AN INTERRUPTION OF THE UPWARD CYCLE
02/04/2021

 

In commodities, conceptually, the spread is the price difference between two futures contracts with different maturities. We can say that the spread is the expectation the physical market participants show about that commodity reflected on the futures market. Spreads often account for a great percentage related to the number of contracts traded in the day. In sugar, spreads account for at least 50% of the daily volume on average.

When the physical market starts realizing there might be a shortage of the product, a delay in the start of the crop or any hindrance that curbs the availability of that commodity, the spreads appreciate, that is, the contracts with shorter maturities go up more than the contracts with longer maturities because the main players start deploying their trading books and bring the maximum volume its portfolio allows to the shorter maturities. And they do so by buying the various pairs of available spreads (May/July, July/October, October/March, and so on) until their position reflects the planned strategy to take advantage of the situation that the physical market projects.

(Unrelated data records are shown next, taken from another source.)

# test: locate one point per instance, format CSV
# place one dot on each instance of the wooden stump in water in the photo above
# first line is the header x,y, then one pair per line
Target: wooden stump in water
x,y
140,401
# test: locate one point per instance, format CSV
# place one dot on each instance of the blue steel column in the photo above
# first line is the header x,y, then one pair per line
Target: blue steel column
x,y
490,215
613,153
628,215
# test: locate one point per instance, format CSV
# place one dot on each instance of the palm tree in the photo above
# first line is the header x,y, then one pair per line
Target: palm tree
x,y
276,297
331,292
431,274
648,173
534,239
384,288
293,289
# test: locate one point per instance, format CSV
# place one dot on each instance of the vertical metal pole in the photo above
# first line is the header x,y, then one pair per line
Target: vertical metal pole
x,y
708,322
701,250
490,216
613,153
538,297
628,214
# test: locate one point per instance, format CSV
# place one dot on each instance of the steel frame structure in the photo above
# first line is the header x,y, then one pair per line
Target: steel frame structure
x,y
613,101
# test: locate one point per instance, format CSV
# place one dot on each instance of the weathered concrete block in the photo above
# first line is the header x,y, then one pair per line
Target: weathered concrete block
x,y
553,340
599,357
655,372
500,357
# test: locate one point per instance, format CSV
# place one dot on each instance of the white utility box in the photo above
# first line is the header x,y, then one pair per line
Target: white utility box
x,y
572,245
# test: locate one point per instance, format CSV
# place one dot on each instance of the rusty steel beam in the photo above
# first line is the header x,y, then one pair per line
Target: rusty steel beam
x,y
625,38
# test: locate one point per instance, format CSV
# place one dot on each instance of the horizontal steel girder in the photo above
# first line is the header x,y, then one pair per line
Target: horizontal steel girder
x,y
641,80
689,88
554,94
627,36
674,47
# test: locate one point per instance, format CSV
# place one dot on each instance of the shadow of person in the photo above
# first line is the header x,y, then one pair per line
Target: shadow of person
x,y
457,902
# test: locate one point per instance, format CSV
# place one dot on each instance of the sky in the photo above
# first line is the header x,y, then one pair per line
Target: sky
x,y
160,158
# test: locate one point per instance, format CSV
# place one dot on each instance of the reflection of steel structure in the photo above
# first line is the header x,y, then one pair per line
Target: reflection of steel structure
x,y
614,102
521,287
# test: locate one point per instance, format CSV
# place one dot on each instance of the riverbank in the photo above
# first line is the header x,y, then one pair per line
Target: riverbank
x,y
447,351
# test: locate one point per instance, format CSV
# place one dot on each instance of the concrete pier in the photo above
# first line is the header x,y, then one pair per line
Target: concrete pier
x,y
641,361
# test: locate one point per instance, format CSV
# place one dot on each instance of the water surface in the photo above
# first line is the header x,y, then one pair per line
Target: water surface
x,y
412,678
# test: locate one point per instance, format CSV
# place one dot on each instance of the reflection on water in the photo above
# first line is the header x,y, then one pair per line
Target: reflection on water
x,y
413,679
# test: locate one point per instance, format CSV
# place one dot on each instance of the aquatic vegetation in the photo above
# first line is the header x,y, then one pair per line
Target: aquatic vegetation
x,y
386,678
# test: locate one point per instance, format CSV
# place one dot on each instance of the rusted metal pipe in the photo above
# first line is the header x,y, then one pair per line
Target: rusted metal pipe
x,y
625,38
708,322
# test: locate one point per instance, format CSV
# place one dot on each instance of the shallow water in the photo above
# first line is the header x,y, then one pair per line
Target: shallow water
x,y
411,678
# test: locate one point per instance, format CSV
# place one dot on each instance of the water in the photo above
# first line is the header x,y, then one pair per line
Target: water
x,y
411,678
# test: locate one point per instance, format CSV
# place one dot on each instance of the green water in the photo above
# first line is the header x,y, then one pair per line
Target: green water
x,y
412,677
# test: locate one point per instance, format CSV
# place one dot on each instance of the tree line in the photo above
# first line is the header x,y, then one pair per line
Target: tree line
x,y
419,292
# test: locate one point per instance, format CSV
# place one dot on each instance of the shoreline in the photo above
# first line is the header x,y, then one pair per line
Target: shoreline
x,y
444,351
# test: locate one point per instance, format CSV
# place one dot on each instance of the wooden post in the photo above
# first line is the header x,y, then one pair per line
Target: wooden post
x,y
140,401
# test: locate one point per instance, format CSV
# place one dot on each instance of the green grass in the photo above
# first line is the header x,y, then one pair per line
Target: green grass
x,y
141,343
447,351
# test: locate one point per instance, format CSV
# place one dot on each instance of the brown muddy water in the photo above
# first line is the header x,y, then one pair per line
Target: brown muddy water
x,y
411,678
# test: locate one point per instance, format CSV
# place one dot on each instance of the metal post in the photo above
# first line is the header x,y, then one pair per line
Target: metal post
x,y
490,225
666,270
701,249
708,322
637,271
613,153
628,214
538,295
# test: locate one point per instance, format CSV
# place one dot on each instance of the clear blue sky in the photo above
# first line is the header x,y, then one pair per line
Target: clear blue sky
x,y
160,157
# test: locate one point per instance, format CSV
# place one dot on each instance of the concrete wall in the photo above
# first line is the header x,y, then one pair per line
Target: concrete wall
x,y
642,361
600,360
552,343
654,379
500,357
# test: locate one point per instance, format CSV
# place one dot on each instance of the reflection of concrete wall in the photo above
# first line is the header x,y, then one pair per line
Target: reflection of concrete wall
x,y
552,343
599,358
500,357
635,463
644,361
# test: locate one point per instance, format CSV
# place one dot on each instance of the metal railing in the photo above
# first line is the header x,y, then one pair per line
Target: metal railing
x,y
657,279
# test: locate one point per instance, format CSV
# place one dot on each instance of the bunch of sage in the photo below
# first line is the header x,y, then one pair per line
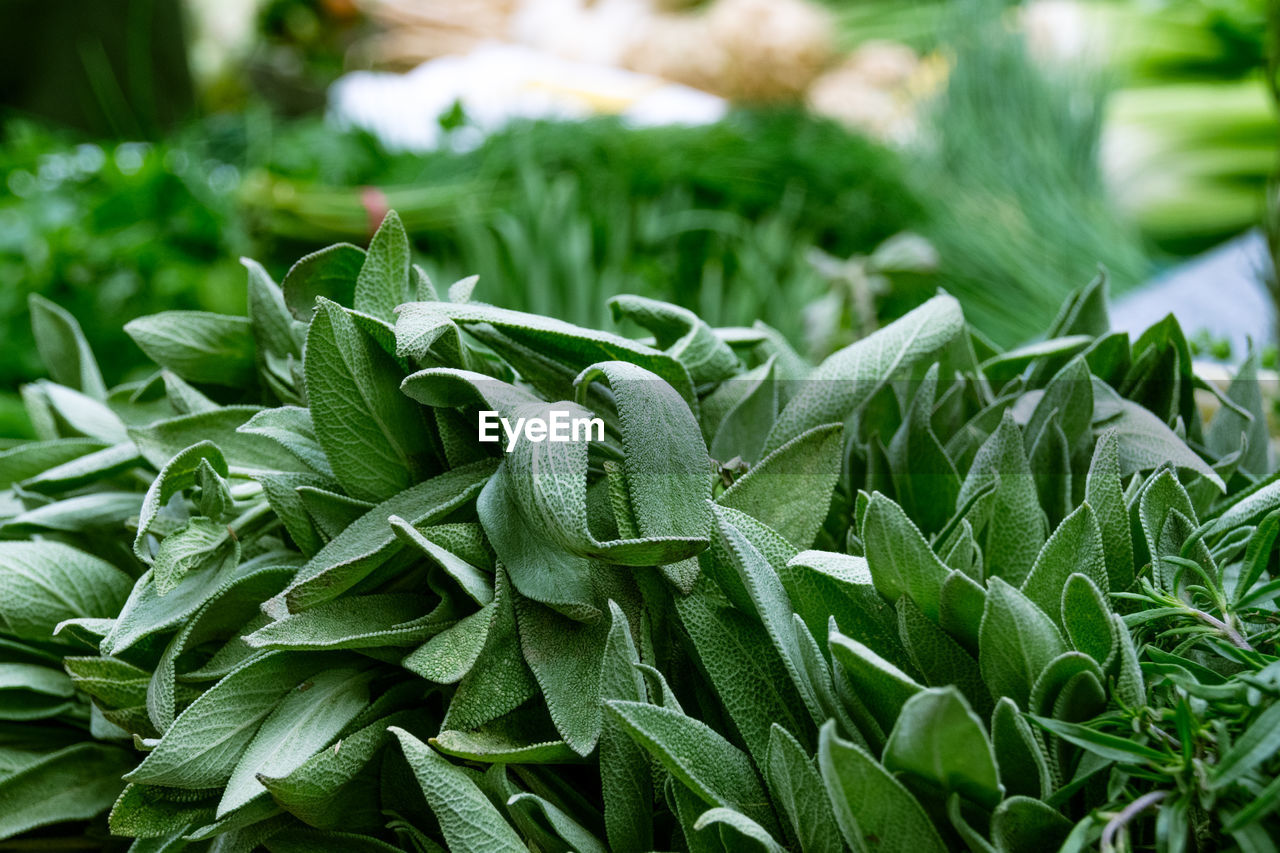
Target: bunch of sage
x,y
923,596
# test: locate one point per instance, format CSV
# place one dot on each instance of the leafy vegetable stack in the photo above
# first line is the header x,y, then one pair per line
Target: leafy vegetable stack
x,y
928,596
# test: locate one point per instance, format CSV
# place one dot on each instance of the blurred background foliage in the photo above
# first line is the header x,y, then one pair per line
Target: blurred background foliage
x,y
871,153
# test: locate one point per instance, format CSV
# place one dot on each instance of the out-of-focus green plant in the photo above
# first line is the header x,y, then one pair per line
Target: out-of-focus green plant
x,y
554,217
110,232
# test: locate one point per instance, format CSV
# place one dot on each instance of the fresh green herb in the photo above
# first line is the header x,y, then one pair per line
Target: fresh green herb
x,y
922,596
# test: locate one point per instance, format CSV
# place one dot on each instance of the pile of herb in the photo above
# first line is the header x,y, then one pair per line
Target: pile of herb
x,y
923,596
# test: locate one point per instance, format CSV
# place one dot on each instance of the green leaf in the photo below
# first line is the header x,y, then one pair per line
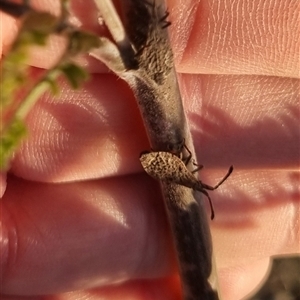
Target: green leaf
x,y
10,140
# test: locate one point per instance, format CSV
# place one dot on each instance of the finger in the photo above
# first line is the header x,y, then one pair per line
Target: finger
x,y
247,121
97,131
257,216
91,133
57,238
234,37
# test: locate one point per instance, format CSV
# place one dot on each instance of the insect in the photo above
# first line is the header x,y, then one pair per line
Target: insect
x,y
166,166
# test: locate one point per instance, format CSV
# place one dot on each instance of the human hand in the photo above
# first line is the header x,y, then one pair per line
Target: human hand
x,y
79,215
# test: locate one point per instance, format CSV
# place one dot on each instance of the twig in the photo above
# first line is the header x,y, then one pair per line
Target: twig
x,y
155,86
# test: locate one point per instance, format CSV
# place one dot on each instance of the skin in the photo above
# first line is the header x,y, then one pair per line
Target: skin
x,y
78,214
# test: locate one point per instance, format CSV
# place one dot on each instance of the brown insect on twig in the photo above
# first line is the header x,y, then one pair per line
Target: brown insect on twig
x,y
166,166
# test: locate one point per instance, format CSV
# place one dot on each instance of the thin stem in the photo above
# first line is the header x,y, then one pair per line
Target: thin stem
x,y
155,86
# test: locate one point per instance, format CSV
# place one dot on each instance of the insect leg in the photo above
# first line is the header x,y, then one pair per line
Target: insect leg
x,y
208,187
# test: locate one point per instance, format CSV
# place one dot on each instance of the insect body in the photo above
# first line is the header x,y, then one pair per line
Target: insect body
x,y
166,166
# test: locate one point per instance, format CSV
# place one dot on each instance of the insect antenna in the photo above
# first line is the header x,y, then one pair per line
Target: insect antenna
x,y
225,177
210,203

Therefore, the origin of the inverted market is exactly at this point. The concern over the eventual shortage of the product raises the price curve on the shorter maturity. The non-index funds also prefer to stand on the buying side when this opportunity comes along. The curve inclination can be steeper if the futures expectation is for a greater crop and/or the local currency curve against the dollar is also descending. Does that sound familiar?

The best books on commodities assert that it doesn’t matter how irrational a market can trade at, be it due to excessive speculation or due to operations guided by robots, algorithms, artificial intelligence, mathematical models or tea leaf readings, the important thing is that when the fundamentals walk in the door, those who are in the opposite position throw themselves out the window.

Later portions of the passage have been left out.